Let’s take these in turn.
A single place to find and ask for help
Whether an employee needs to order a new laptop, request a statement from the finance team, or notify HR about a new starter, Jira Service Management lets you get help from a single place: the help centre.

A default help centre is automatically set up for your JSM site. It displays the customer portals for all the service projects on your site, along with other curated help resources (such as knowledge base articles and links to external resources).
As the portals link to the IT project, the HR project, the legal project etc., the JSM help centre lets users imagine that all services are coming from the same place. In reality, each service project sitting behind the help centre has its own request types, workflows, and service-level agreements.
What the shared portal experience does is erase the silos from the employee’s perspective. Request forms have a unified design, navigation is consistent, and status updates follow the same pattern. Knowledge base articles from multiple departments appear in one place. You can see the status of all your requests in one view.

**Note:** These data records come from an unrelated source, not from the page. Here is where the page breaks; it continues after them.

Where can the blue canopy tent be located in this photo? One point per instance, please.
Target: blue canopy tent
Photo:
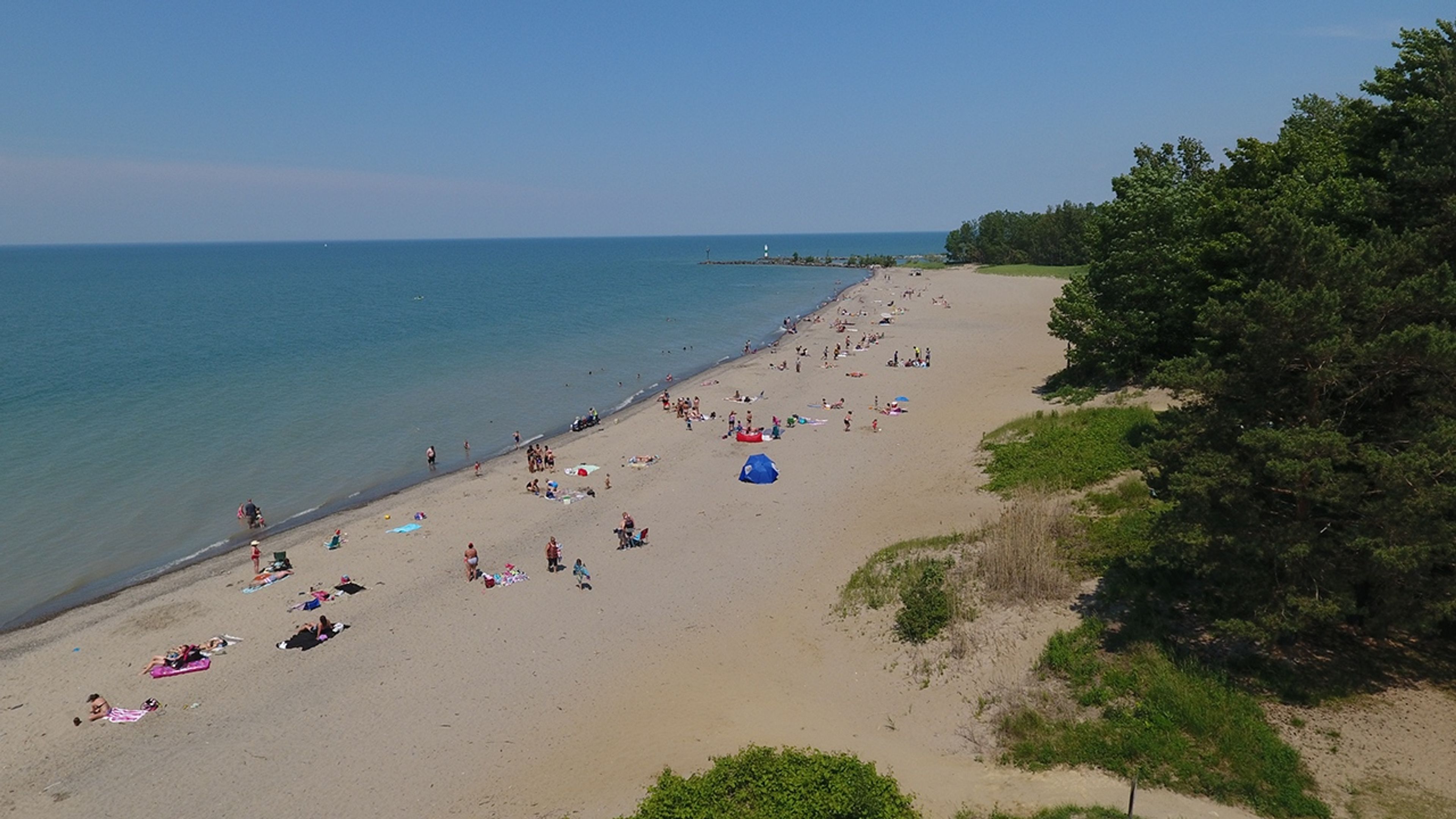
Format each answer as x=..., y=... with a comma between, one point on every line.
x=759, y=470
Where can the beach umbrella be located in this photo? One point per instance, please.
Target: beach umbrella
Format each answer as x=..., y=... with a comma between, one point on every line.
x=759, y=470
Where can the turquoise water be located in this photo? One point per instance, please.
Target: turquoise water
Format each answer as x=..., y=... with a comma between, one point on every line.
x=147, y=391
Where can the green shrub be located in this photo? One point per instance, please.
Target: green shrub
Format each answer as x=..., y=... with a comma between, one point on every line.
x=1066, y=451
x=927, y=607
x=1174, y=723
x=1116, y=524
x=762, y=783
x=889, y=572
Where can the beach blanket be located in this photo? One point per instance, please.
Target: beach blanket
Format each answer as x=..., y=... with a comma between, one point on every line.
x=124, y=715
x=265, y=581
x=305, y=640
x=168, y=671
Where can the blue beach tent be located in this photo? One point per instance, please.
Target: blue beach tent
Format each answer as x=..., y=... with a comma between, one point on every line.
x=759, y=470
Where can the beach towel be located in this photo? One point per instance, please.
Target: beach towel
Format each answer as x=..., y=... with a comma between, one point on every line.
x=194, y=667
x=305, y=640
x=273, y=577
x=124, y=715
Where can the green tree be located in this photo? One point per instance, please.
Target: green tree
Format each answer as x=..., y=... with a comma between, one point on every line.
x=1312, y=468
x=1147, y=279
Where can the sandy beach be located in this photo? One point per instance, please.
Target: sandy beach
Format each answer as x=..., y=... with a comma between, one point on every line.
x=542, y=700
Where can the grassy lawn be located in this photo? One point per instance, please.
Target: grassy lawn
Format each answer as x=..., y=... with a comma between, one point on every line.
x=1066, y=451
x=1175, y=725
x=1042, y=270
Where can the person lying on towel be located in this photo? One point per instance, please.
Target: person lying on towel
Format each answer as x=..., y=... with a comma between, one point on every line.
x=175, y=659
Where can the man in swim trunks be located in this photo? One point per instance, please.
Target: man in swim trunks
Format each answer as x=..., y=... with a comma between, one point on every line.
x=472, y=560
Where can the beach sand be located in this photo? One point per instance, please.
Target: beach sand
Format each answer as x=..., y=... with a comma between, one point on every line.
x=544, y=700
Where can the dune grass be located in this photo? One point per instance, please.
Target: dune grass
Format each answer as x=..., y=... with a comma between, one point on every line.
x=1039, y=270
x=1175, y=725
x=1061, y=812
x=766, y=783
x=1066, y=451
x=892, y=570
x=1113, y=524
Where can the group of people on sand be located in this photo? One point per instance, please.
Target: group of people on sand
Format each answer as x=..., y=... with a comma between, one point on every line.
x=472, y=565
x=921, y=359
x=541, y=458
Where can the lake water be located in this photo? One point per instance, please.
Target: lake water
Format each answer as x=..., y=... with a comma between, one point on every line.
x=146, y=391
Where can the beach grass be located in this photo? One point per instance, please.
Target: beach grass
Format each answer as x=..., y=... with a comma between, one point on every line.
x=1037, y=270
x=892, y=570
x=1066, y=451
x=1059, y=812
x=1174, y=725
x=1113, y=524
x=766, y=783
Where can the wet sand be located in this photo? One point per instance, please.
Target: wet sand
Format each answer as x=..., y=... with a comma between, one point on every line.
x=544, y=700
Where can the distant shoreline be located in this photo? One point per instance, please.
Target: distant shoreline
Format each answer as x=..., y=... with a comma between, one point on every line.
x=114, y=585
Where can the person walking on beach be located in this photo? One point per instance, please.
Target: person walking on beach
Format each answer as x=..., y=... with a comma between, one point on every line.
x=472, y=560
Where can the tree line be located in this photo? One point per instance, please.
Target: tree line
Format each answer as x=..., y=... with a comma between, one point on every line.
x=1004, y=237
x=1299, y=298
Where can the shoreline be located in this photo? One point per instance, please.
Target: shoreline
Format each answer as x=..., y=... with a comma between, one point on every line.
x=717, y=634
x=110, y=586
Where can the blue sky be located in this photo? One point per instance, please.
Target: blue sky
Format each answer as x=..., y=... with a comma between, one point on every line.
x=257, y=121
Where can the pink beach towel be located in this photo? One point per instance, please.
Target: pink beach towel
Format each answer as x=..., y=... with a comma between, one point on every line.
x=194, y=667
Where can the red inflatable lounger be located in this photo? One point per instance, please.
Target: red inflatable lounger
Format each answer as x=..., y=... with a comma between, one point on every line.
x=194, y=667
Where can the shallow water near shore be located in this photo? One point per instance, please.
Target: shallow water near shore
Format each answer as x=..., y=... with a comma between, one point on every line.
x=147, y=391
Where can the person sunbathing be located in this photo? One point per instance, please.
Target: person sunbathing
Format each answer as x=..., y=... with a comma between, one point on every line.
x=100, y=707
x=175, y=659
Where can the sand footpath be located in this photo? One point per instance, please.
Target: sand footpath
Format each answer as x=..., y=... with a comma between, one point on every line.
x=544, y=700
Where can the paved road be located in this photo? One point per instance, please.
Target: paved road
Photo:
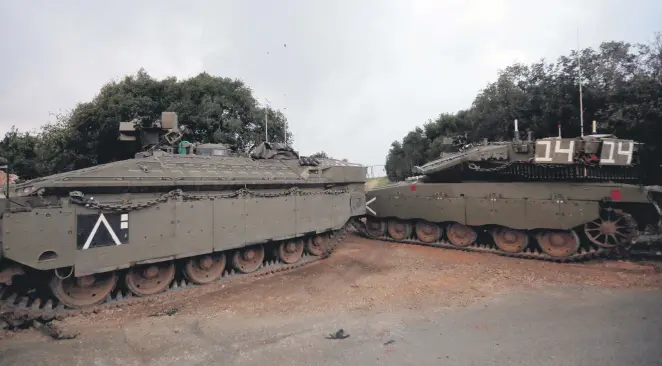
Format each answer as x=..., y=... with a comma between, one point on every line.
x=557, y=326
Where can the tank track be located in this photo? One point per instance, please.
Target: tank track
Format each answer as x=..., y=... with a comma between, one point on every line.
x=531, y=172
x=532, y=251
x=26, y=308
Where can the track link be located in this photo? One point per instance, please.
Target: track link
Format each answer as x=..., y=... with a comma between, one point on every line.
x=583, y=254
x=26, y=308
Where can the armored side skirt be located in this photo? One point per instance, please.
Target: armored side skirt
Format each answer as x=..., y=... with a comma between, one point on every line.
x=95, y=240
x=523, y=206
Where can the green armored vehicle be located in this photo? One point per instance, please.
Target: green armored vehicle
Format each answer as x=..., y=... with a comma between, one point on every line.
x=179, y=213
x=558, y=199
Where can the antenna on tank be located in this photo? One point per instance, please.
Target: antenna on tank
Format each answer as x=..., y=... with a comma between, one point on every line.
x=266, y=121
x=581, y=101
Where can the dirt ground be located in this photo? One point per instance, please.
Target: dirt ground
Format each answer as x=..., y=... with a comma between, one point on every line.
x=362, y=277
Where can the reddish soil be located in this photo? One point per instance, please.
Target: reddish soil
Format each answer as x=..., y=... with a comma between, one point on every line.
x=366, y=275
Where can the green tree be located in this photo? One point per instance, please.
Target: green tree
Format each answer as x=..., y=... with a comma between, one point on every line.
x=214, y=109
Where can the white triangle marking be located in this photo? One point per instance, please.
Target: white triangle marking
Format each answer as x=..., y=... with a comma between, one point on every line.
x=102, y=218
x=368, y=208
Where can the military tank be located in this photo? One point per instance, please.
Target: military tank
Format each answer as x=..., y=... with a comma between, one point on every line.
x=557, y=199
x=177, y=214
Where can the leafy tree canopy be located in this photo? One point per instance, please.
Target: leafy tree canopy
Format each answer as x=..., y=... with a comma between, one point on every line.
x=214, y=109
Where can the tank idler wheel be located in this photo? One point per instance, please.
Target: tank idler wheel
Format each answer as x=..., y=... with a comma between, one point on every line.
x=85, y=291
x=205, y=269
x=428, y=232
x=290, y=251
x=399, y=229
x=375, y=227
x=317, y=245
x=559, y=243
x=150, y=279
x=249, y=259
x=509, y=240
x=609, y=231
x=461, y=235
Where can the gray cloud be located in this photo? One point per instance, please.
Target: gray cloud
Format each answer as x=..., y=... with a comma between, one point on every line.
x=355, y=75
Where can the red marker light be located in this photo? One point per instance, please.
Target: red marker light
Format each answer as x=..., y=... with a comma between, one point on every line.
x=616, y=194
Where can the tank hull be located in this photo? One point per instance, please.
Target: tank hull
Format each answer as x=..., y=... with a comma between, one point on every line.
x=85, y=239
x=153, y=228
x=558, y=221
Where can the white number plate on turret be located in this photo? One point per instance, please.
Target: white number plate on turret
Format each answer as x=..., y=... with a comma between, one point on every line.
x=555, y=151
x=616, y=152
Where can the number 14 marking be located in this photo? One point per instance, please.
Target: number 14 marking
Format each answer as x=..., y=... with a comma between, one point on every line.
x=619, y=150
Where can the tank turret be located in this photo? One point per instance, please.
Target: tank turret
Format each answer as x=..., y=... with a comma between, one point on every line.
x=557, y=199
x=596, y=157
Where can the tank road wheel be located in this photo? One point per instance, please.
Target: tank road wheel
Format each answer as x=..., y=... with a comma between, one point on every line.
x=85, y=291
x=398, y=229
x=559, y=243
x=375, y=227
x=248, y=259
x=428, y=232
x=461, y=235
x=317, y=245
x=509, y=240
x=290, y=251
x=608, y=231
x=205, y=269
x=150, y=279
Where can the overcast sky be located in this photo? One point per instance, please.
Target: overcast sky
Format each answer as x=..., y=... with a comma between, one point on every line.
x=355, y=74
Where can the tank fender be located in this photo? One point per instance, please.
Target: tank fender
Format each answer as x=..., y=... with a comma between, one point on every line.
x=42, y=238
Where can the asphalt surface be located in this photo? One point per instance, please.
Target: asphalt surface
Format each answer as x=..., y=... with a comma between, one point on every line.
x=559, y=325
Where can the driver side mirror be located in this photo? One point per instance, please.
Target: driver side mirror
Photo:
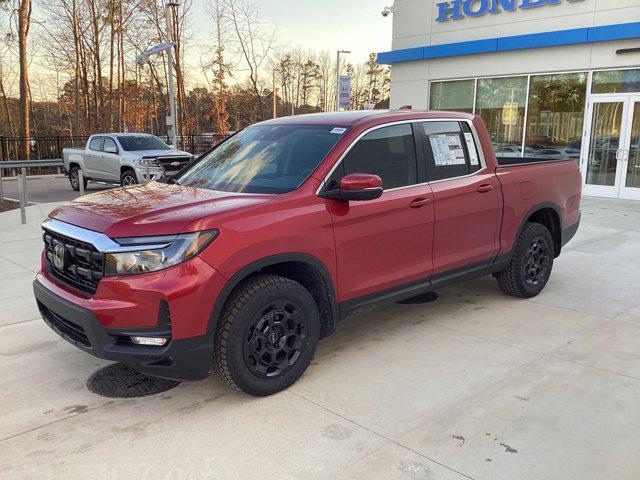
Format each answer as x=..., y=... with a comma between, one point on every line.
x=356, y=187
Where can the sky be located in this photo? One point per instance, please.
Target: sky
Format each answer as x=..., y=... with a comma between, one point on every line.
x=355, y=25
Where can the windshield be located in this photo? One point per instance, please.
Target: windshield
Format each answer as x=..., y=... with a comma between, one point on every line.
x=264, y=159
x=132, y=143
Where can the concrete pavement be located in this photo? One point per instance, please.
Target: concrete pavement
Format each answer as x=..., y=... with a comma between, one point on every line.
x=476, y=385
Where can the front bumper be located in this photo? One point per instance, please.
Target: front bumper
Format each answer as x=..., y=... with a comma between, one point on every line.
x=183, y=359
x=156, y=173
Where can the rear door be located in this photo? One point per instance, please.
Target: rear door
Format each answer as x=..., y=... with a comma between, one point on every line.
x=384, y=243
x=93, y=156
x=467, y=204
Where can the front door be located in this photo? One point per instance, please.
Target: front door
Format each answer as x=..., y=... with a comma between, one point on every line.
x=611, y=161
x=385, y=243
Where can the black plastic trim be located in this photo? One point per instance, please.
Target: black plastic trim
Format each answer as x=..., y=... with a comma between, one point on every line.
x=184, y=359
x=368, y=302
x=569, y=232
x=264, y=263
x=533, y=210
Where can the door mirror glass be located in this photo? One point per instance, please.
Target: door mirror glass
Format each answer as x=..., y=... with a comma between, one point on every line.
x=357, y=187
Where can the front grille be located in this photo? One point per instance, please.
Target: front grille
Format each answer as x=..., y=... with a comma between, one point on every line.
x=73, y=331
x=82, y=265
x=173, y=164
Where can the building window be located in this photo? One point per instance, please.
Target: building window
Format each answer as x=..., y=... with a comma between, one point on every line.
x=501, y=104
x=618, y=81
x=556, y=116
x=454, y=96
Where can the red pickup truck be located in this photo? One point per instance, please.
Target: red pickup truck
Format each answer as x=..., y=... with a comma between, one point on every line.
x=245, y=259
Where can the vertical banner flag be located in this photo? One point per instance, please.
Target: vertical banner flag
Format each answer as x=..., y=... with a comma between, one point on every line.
x=345, y=92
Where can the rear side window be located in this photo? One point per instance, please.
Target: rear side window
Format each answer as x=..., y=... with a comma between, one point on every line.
x=109, y=146
x=96, y=144
x=450, y=149
x=388, y=152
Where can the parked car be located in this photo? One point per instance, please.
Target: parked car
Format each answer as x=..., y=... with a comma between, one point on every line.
x=243, y=261
x=123, y=158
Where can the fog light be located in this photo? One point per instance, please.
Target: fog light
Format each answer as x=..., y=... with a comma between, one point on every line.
x=153, y=341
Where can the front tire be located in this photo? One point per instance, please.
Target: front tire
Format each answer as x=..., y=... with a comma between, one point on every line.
x=128, y=178
x=267, y=335
x=531, y=263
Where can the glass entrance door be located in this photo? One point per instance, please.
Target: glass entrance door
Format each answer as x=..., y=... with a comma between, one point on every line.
x=605, y=140
x=631, y=165
x=611, y=163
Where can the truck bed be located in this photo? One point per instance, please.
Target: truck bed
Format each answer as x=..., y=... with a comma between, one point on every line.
x=526, y=183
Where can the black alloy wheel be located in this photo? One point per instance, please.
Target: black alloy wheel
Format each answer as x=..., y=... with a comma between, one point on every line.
x=531, y=262
x=274, y=340
x=267, y=335
x=536, y=262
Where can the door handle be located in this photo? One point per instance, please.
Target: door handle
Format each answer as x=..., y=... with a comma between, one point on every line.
x=420, y=202
x=484, y=188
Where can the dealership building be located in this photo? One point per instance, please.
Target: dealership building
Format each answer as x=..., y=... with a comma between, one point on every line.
x=552, y=79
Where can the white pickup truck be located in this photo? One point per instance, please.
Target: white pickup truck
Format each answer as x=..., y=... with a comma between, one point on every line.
x=123, y=158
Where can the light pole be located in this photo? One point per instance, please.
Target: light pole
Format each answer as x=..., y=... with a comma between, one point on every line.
x=338, y=52
x=173, y=123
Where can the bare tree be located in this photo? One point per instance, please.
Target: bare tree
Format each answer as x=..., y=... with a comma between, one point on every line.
x=254, y=41
x=221, y=70
x=24, y=22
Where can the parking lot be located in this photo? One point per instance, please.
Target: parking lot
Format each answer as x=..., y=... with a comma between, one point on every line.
x=47, y=188
x=475, y=385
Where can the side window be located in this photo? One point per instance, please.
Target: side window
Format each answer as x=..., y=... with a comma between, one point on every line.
x=388, y=152
x=96, y=144
x=109, y=146
x=473, y=152
x=450, y=150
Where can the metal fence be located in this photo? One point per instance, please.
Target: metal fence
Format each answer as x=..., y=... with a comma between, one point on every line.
x=42, y=148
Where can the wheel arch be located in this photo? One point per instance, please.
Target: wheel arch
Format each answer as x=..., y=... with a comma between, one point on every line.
x=125, y=168
x=547, y=214
x=303, y=268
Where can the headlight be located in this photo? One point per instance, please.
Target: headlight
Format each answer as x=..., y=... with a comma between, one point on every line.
x=176, y=249
x=148, y=162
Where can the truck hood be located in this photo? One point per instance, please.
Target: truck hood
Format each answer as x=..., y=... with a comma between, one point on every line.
x=151, y=209
x=159, y=153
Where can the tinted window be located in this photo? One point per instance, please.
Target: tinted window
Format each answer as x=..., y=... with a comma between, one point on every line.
x=264, y=159
x=450, y=149
x=109, y=146
x=96, y=144
x=388, y=152
x=135, y=143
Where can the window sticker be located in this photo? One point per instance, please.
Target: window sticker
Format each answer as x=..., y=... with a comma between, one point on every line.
x=471, y=147
x=447, y=149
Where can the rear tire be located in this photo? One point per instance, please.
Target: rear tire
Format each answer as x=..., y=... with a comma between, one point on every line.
x=74, y=179
x=128, y=178
x=531, y=263
x=267, y=335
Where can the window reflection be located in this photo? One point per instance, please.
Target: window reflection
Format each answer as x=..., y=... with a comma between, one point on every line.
x=605, y=140
x=616, y=81
x=633, y=165
x=501, y=104
x=556, y=116
x=454, y=96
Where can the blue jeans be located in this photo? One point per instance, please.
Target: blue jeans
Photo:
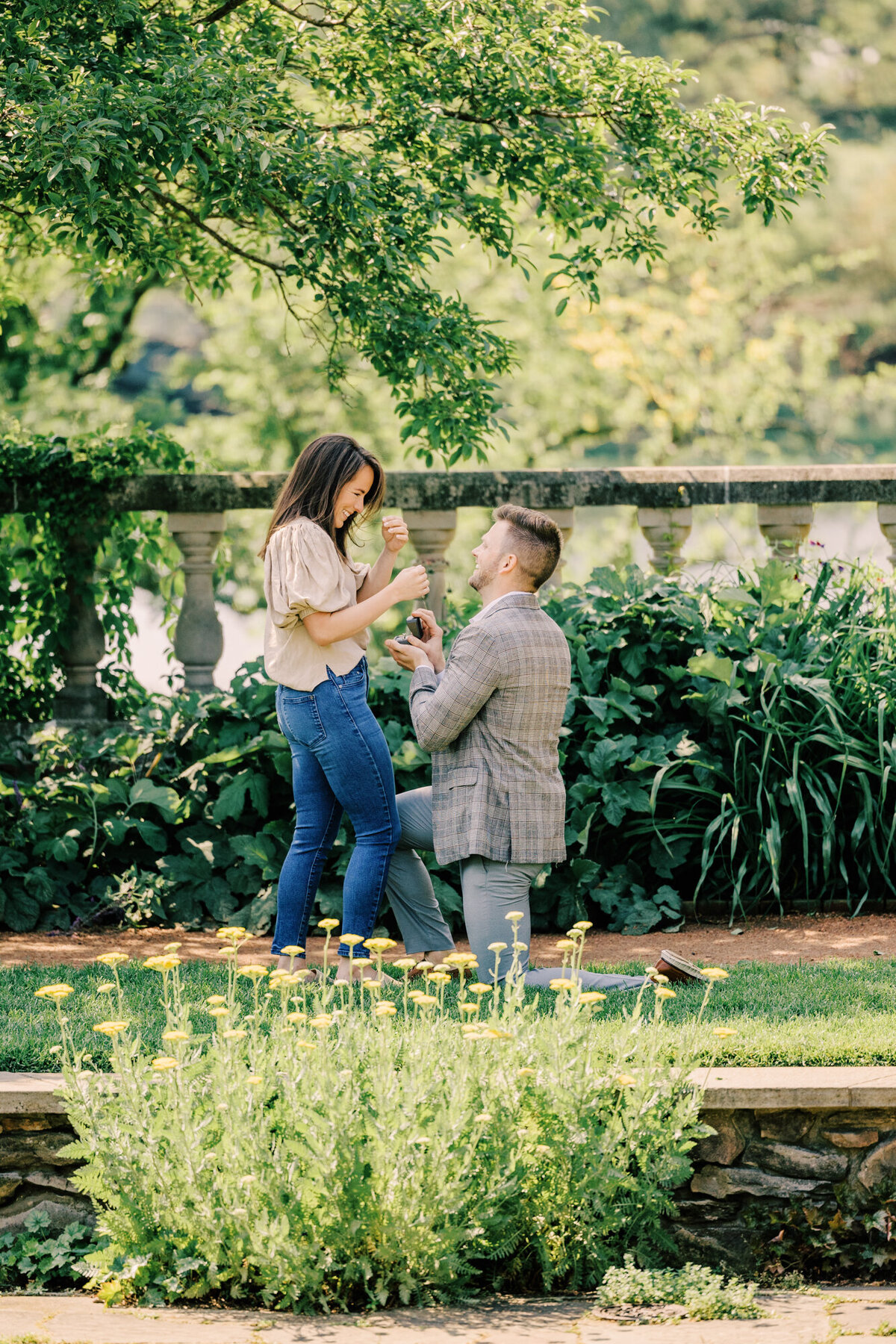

Alternatively you may only see one request even though, behind the scenes, several teams are working on it via multiple work items.
Basically, the employee has a simple, clear experience whatever service they’re seeking.
JSM automation
While the help centre bridges the gaps between different services for employees, JSM automation bridges the gaps between the teams delivering those services.
JSM’s automation engine is a low-code/no-code feature that ensures work and information flow seamlessly between IT, HR, legal, finance, and facilities without manual coordination.
For example, an action in one service project can automatically create linked work items in another. Let’s go back to the onboarding example. When HR opens a new hire onboarding request, JSM can automatically create:
- an IT task to provision a new laptop
- a finance task for payroll setup
- a facilities task to allocate a desk
- a legal task for NDA preparation.

Automation will pull relevant information from the original request and copy it into each team’s tasks. It can send updates to stakeholders or escalate tasks with reminders if one department is holding up the workflow. And it can also enforce sequencing when one team’s work depends on another, e.g. an IT task for account creation is only triggered after HR confirms the contract is signed.
The clear need for enterprise service management
Digital transformation shines a spotlight on what used to be hidden inefficiencies in the way multiple departments worked together to deliver service. Nowadays, these inefficiencies are becoming highly visible pain points and the need for enterprise service management is ever clearer.
By bringing IT, HR, legal, finance, and facilities into a single platform, Jira Service Management can help deliver the seamless, end-to-end service that customers, employees, and service agents all expect.